= Christodora =

2016 novel by Tim Murphy

First edition

Christodora is a novel by New York City–based journalist Tim Murphy, first published on August 2, 2016 by Grove Press.

== Plot ==
In Christodora, Tim Murphy tells the story of diverse characters living in an iconic building in Manhattan's East Village, the Christodora.

Milly and Jared, with their adopted son Mateo, live unexpected experiences with their neighbor Hector, a former AIDS activist and a current addict.

There are radical changes that occur in their personal lives and community: first, the 2000s hipsters rising after the 1980s junkies and protesters, then the emergence of the wealthy residents of the 2020s.

This time travelling novel illustrates the difficult human experiences behind AIDS and puts the destructive power of hard drugs under the spotlight.

== Tim Murphy ==
Tim Murphy is a journalist, who for two decades worked on reporting LGBT-related topics (culture, politics, movements) through his publication in several magazines such as POZ Magazine (as an editor and staff writer), Out, The Advocate, and New York Magazine.

He got nominated for GLAAD Media Award for Outstanding Magazine Journalism for his coverage on the HIV-prevention pill regimen PrEP.

He is also a contributor in The New York Times and Condé Nast Traveler.

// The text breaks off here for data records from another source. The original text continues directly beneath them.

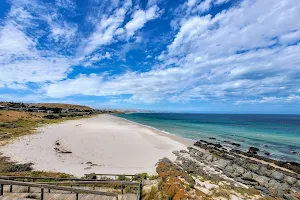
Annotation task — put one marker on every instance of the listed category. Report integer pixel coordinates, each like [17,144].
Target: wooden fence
[76,191]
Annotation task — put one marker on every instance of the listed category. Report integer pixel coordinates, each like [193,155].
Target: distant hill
[61,105]
[47,105]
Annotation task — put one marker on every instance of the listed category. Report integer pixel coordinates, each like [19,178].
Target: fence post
[141,188]
[1,189]
[42,193]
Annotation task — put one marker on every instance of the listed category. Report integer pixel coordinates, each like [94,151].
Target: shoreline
[108,144]
[187,142]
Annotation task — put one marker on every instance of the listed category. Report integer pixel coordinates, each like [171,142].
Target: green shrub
[31,196]
[18,167]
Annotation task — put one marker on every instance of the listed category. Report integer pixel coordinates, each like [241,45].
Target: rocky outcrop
[217,163]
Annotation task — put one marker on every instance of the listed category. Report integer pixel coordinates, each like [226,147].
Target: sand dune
[101,144]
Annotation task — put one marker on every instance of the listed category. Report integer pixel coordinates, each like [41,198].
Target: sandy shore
[101,144]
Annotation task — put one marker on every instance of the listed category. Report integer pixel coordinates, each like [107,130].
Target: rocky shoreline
[212,161]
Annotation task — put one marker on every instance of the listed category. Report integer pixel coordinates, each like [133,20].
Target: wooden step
[22,196]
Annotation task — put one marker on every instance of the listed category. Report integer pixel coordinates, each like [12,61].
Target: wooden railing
[52,187]
[76,181]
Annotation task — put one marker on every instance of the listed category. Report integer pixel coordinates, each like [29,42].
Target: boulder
[298,183]
[263,189]
[289,197]
[229,169]
[209,158]
[253,150]
[223,163]
[262,180]
[238,170]
[290,180]
[253,167]
[183,151]
[248,176]
[235,144]
[285,187]
[264,171]
[277,175]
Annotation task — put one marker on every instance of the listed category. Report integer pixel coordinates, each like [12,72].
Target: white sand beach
[100,144]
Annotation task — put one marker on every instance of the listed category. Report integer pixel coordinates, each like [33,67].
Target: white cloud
[105,31]
[139,18]
[290,37]
[20,58]
[225,57]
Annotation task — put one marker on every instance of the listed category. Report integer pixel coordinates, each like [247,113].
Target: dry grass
[14,124]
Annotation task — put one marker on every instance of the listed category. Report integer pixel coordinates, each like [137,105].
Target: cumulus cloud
[248,53]
[22,59]
[228,57]
[109,28]
[139,18]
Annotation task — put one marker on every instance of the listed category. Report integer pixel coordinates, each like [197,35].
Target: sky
[215,56]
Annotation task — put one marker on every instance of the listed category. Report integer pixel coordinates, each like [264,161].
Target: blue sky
[238,56]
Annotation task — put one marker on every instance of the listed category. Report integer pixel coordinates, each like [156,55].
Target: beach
[100,144]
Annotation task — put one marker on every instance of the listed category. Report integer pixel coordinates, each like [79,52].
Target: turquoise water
[276,134]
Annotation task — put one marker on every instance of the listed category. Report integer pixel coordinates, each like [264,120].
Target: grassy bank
[14,124]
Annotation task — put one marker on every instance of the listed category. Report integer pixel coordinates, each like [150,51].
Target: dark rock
[262,180]
[235,144]
[290,180]
[298,183]
[267,153]
[263,189]
[277,175]
[289,197]
[253,167]
[253,150]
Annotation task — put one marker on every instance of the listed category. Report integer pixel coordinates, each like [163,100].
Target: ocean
[278,135]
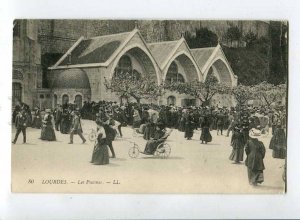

He lives in Brooklyn and the Hudson Valley.

== Awards ==
- 2017 : Andrew Carnegie Medal Nominee for Fiction

== TV adaptation ==
Paramount Television has optioned the novel for a limited TV series. Ira Sachs and Mauricio Zacharias will write the adaptation, with Sachs to direct. It will be produced by Cary Fukunaga with his production company Parliament of Owls.